Primary outcomes were radiologic and pathologic response rates. Secondary outcomes were 1-year recurrence-free survival, progression-free survival, disease-specific survival, and overall survival.
This cohort study included 27 patients (including 9 patients 33.3% with a history of lymphoma). Most patients were male (18 of 27 66.7%), with a median age of 72 years (range, 53-87 years). Most primary tumors were located on the head/neck (21 of 27 77.8%). There were no unexpected delays in surgery. The median number of doses before surgery was 3.5 (range, 1.0-10.0). Five patients (18.5%) ultimately declined to undergo planned surgery due to clinical responses or stability, and 1 (3.7%) did not undergo surgery due to progressive disease. The overall pathologic response rate (pathological complete response pCR or major pathological response) was 47.4% (9 of 19), and the overall radiologic response rate (radiologic complete response or partial response) was 50.0% (8 of 16). The pCR rate (7 of 19 36.8%) was higher than the radiologic complete response rate (2 of 16 12.5%). The pCR rate among patients with cSCC and concomitant lymphoma was 25.0%. The 1-year recurrence-free survival rate was 90.9% (95% CI, 50.8%-98.7%), progression-free survival was 83.3% (95% CI, 27.3%-97.5%), disease-specific survival was 91.7% (95% CI, 53.9%-98.8%), and overall survival was 84.6% (95% CI, 51.2%-95.9%).

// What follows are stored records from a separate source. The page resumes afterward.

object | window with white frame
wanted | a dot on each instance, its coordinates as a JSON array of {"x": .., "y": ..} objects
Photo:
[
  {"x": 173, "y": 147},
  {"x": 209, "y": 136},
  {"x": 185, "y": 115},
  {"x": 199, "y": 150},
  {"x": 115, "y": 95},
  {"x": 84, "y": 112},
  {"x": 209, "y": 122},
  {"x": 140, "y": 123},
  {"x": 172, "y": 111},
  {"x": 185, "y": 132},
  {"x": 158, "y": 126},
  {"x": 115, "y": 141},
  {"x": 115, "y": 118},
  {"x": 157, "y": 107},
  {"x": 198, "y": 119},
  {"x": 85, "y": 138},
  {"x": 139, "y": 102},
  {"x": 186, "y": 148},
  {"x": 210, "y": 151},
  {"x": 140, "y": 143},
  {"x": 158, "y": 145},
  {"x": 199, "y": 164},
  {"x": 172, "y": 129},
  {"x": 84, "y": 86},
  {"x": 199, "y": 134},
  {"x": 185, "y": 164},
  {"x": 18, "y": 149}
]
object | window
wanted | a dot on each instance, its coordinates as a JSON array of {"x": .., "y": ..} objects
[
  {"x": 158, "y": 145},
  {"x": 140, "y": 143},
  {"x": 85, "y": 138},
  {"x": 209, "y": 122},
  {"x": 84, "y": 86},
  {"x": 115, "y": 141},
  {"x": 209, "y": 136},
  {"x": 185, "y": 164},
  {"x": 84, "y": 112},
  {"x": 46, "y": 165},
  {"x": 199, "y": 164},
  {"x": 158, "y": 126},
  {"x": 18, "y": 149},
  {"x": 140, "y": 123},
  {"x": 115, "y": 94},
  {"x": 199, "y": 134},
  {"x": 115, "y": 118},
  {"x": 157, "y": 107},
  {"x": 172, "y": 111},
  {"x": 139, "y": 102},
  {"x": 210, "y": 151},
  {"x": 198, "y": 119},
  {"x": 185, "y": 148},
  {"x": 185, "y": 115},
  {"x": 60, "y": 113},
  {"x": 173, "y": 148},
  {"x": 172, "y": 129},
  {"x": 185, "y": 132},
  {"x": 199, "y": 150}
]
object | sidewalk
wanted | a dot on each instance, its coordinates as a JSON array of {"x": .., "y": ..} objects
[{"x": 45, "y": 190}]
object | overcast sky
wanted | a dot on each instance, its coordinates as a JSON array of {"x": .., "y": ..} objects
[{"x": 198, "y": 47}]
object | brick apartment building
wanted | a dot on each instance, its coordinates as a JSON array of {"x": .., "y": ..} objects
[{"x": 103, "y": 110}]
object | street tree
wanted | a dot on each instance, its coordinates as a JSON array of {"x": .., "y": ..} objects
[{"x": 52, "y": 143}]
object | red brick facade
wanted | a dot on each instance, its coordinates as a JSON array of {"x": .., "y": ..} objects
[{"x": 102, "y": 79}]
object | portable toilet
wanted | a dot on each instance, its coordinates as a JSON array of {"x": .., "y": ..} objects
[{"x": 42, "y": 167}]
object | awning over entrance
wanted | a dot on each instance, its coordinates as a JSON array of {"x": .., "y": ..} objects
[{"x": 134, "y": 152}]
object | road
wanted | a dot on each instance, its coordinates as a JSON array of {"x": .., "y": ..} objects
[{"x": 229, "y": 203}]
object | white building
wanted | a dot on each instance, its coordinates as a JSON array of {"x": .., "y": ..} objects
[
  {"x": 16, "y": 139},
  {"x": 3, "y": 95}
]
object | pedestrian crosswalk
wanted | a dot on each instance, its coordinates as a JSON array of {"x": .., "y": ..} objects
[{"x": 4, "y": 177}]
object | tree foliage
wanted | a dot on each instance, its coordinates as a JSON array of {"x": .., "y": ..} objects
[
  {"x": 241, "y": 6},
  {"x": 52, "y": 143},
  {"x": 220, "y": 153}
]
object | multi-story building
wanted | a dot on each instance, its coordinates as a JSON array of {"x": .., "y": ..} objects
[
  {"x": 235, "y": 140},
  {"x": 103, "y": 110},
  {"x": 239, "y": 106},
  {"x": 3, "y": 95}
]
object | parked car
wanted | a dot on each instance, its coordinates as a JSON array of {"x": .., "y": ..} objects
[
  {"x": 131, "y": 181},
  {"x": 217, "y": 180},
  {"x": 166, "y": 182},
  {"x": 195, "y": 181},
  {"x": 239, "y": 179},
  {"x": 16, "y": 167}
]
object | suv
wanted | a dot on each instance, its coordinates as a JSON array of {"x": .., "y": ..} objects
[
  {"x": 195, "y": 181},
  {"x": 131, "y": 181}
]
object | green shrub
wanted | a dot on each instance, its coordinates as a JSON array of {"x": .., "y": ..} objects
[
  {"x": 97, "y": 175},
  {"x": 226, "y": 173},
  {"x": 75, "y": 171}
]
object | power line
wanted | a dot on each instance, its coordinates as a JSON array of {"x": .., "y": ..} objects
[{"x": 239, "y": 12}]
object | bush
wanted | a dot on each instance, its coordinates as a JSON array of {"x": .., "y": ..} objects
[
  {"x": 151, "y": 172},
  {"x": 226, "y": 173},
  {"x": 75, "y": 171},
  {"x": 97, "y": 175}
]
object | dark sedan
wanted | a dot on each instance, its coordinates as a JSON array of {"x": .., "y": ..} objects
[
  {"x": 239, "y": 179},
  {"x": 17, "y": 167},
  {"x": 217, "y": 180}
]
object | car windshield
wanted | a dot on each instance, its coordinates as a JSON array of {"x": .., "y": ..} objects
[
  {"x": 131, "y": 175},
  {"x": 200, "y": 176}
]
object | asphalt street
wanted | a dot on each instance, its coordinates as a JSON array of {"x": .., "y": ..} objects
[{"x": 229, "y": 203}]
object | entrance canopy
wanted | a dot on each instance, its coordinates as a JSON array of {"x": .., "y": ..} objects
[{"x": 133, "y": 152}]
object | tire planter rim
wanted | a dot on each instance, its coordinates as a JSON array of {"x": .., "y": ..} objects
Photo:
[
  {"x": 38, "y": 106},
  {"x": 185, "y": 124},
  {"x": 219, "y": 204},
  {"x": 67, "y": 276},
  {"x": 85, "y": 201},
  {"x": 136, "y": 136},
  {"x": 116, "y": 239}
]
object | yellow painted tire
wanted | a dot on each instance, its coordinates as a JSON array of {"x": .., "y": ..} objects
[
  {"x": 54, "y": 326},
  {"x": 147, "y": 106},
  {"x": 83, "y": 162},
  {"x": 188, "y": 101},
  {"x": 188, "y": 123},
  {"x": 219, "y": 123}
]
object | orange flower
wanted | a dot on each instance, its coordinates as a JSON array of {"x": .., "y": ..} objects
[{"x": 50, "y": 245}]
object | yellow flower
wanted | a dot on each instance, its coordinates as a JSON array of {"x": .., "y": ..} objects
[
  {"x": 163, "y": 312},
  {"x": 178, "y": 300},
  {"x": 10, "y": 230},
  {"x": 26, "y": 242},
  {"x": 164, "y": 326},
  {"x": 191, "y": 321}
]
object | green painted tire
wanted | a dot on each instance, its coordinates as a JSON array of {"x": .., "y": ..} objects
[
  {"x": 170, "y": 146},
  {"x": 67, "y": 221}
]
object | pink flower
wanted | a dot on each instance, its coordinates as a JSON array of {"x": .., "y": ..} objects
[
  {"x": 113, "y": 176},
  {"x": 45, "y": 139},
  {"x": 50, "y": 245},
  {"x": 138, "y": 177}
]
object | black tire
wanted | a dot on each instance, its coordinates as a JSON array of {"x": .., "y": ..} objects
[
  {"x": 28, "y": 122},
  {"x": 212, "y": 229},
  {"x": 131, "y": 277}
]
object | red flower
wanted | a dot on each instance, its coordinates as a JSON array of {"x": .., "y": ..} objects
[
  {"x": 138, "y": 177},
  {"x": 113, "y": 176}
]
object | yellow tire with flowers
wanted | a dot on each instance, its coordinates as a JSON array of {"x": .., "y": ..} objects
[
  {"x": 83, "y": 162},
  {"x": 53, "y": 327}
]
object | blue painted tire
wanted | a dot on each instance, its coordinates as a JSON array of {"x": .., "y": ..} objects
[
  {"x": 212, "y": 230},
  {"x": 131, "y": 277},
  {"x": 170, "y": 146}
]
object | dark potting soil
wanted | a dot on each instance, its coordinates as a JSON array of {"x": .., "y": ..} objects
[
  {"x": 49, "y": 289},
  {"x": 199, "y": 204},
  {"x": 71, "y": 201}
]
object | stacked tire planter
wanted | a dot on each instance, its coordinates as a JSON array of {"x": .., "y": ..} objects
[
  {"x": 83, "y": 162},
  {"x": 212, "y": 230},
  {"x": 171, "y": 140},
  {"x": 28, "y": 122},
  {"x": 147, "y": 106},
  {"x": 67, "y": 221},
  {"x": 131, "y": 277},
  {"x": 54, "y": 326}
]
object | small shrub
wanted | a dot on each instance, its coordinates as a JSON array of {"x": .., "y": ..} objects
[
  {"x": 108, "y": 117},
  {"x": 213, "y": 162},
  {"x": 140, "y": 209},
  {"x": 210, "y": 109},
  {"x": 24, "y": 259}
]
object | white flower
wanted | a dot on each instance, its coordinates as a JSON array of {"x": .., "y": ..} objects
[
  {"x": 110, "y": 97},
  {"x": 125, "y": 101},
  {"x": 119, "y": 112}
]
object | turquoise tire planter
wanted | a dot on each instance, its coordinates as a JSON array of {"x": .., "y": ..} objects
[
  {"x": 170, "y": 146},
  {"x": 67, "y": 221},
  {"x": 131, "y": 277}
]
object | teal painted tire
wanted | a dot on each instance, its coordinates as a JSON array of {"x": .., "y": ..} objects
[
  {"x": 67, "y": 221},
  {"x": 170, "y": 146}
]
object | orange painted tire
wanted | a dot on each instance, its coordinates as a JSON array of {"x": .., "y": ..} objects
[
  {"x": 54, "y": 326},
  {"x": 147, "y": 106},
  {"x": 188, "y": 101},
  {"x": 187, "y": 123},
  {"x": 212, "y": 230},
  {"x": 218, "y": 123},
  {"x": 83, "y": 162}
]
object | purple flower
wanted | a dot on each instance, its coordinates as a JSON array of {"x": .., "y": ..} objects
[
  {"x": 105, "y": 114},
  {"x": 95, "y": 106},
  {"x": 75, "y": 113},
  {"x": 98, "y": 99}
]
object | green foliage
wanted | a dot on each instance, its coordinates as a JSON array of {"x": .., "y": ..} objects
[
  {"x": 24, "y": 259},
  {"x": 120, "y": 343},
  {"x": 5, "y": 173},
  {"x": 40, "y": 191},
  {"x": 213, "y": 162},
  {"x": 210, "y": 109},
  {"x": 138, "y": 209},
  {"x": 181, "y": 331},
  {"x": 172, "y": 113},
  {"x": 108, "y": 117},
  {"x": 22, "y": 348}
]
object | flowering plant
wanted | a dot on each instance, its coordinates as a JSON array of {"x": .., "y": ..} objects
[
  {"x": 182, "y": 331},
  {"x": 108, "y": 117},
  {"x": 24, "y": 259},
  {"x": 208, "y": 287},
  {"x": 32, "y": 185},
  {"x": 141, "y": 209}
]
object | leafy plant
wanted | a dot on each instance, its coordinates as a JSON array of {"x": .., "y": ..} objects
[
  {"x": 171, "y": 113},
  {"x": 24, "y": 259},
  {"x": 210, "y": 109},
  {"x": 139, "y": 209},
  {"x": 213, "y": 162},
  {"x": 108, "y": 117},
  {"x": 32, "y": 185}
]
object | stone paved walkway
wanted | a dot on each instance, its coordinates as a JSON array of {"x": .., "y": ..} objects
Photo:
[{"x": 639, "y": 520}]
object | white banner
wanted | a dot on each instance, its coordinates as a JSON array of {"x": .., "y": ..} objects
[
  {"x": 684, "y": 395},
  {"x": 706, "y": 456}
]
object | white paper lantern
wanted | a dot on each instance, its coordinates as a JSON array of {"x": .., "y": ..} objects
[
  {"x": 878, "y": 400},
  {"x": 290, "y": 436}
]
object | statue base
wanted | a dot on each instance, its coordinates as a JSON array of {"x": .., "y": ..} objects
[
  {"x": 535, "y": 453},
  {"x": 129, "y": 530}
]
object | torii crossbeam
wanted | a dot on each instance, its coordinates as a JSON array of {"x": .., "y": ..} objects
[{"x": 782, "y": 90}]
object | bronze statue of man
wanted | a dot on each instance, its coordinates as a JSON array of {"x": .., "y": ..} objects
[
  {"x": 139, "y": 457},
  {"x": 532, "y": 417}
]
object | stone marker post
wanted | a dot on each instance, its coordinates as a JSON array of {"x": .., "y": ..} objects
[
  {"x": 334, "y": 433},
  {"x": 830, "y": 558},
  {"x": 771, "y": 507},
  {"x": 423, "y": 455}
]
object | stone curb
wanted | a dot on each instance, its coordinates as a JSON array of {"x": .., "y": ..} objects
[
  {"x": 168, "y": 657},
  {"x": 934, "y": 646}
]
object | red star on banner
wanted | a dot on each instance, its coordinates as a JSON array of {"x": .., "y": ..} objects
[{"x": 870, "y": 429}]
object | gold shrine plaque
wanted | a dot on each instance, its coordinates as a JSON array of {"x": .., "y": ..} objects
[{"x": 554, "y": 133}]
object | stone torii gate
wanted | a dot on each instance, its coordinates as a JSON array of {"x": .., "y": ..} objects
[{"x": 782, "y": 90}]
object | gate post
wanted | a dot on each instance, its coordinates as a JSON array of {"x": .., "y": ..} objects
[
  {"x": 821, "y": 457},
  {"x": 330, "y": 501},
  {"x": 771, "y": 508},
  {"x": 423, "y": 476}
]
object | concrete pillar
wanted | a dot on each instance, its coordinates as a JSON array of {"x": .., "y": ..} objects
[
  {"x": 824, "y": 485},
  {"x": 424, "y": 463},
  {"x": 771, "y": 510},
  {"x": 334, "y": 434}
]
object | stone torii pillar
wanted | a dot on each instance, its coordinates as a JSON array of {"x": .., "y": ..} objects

The results of this cohort study support the reproducibility of neoadjuvant-intent immunotherapy for cSCC in the clinical setting, including for patients with a history of lymphoma. Outside of clinical trials, it is not infrequent for patients to opt out of surgery for regressing tumors. The inclusion of higher-risk patients and preference for nonsurgical treatment are 2 factors that might explain the numerically lower pathologic response rate in this institutional experience.